Just in time for the big reveal, ‘Hana’s flowers’ are back at Nature Discovery Center

By Charlotte Aguilar

Look closely (and tread lightly) when you visit the renovated Russ Pitman Park and Nature Discovery Center, which is having its big reveal today (Saturday, May 6).

In flower beds along the north pedestrian entrance off Newcastle Drive and into the Critter Classroom area, you’ll see the most delicate of lavender blue wildflowers. They are herbertia or prairie nymph, and they were the delight of the late Hana Ginzbarg, who along with husband Arthur was instrumental in the acquisition of the parkland and 1920s home and a force in its educational and financial development. The Nature Center, in fact, bears their names.

Hana Ginzbarg

The flowers dotted the lawn each spring, and she protected them fervently when careless visitors trampled them or at the end of one spring when a city maintenance crew mowed them.

Still the flowers endured — until the Gateway makeover of the park required reconfiguration of the great lawn and installation of an irrigation system to nurture the pecan grove that was planted to encourage continued bird migration to the park.

Great care was taken, though, to sow the herbertia seeds, and when the time was right, they were planted on the lawn and along the new flower beds.

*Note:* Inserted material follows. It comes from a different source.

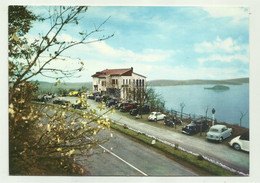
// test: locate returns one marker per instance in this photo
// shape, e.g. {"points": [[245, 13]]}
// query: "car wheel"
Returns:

In recent days, as volunteers and staff put the finishing touches on the grounds for today’s event, the herbertia emerged and bloomed — each flower lasting for only one day.  Staff is optimistic that the great lawn will once again be a mini-field of herbertia late spring next year.

Herbertia are a historic part of Russ Pitman Park. (Photo by Charlotte Aguilar)

Ginzbarg died in 2013 at the age of 88, but her presence will be felt in ways visible and unseen today.